Two American researchers from Stanford University saw that the current American nuclear doctrine, which was formulated during the administration of former President Donald Trump, gives the head of state the option of launching a nuclear strike on any country - such as Russia, China or North Korea - if its determination to launch major cyber attacks on the United States is confirmed. According to an analysis published by The Washington Post.

This military option became possible after the Trump administration in 2018 expanded the role of nuclear weapons by declaring for the first time that the United States would consider the possibility of nuclear deterrence, said international law and political science scholars Allen Weiner and Scott Sagan. In the event of "important non-nuclear strategic attacks".

This includes the exposure of "the population or infrastructure of the United States or its partners and allies" to similar attacks, and the same principle can be used to justify a nuclear response to a devastating biological weapons strike.

illegal action

But the researchers believe that a US resort to nuclear weapons in response to biological or cyber attacks would be "unlawful" under international law in almost all cases.

The threat of an illegal nuclear response - the researchers add - weakens the power of deterrence because it is a threat that lacks credibility, and this policy may lead the head of state to the exact opposite in the end to launch a nuclear attack in the event of the failure of the approach of waving deterrence.

The American public may indeed be willing to retaliate after a devastating strike by the enemy, but the law of armed conflict requires that some military options be taken off the table, including nuclear retaliation for "important non-nuclear strategic attacks."

The Biden administration is currently conducting its own review of the United States' nuclear posture, and the Trump amendments of 2018 are a point of urgent reassessment that has been generally ignored to this day.

Weiner and Sagan stress that, while officials review this course, they now have an opportunity to fully consider what might be called the "nuclear law revolution," a growing global recognition that international law's constraints on war, particularly those protecting civilians, apply even to Nuclear wars.

Most Americans are aware of the "strategic revolution" unleashed by nuclear weapons as the massive devastation caused by making deterrence a top priority for US national security.

Shortly after the bombing of Hiroshima in 1945, for example, Bernard Brodie, one of the leading strategists at the start of the Cold War, wrote, "Until now the chief aim of our military has been to win wars...from now on, we must Its main goal is to avoid it.

The idea rooted in decades of American deterrence has been that the United States would inflict "certain destruction" on the cities of any country that attacked it or its allies with nuclear weapons.

confidential documents

At the height of the Cold War, for example, US nuclear war plans were designed to destroy “at least 70 percent of the urban industrial centers of the Soviet Union and communist China” and “kill 30 percent of their population,” according to intelligence documents dating from 1969 to 1971. During President Richard Nixon's administration, it was recently declassified.

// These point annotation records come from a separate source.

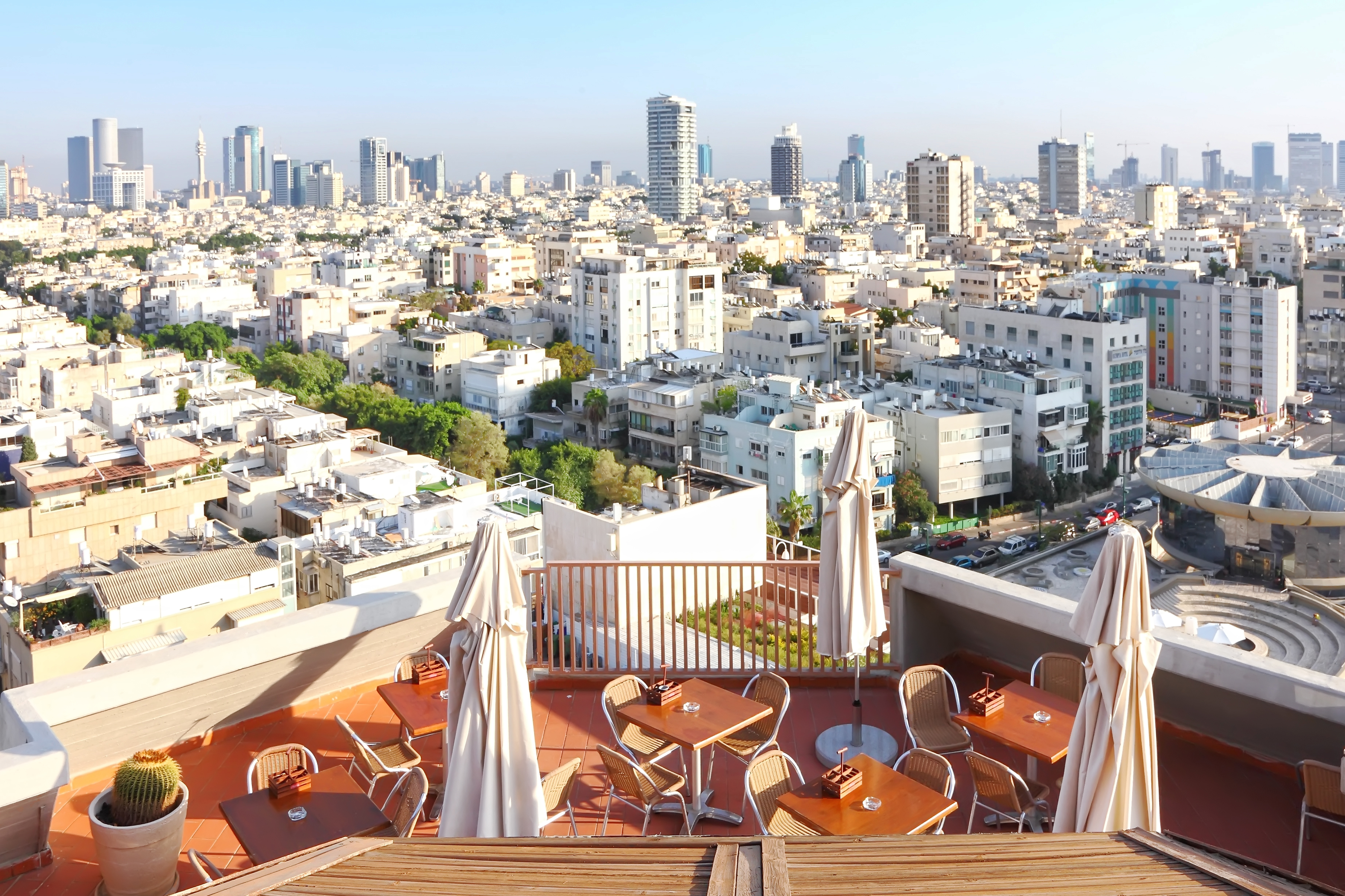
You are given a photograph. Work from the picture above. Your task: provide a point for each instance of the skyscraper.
(1168, 162)
(373, 171)
(672, 147)
(104, 144)
(1305, 162)
(80, 169)
(1212, 169)
(1062, 178)
(253, 156)
(787, 163)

But it is clear - the authors conclude - that such plans cannot be reconciled with the basic principles of international law in armed conflict, which explains the US government's assertion in the 1970s that Additional Protocol I of 1977 from the Geneva Conventions signed in 1949 does not apply to nuclear weapons.

This later protocol made it mandatory for all states to follow the “principles of distinction” (drawing a line between military and civilian objectives) and “proportionality” (establishing that the unintended or collateral civilian harm caused by a legitimate attack does not exceed the military framework of the attack) during war. , and “precautions” (doing everything possible to avoid killing civilians or at least minimizing casualties), rules that the United States did not adhere to during that time.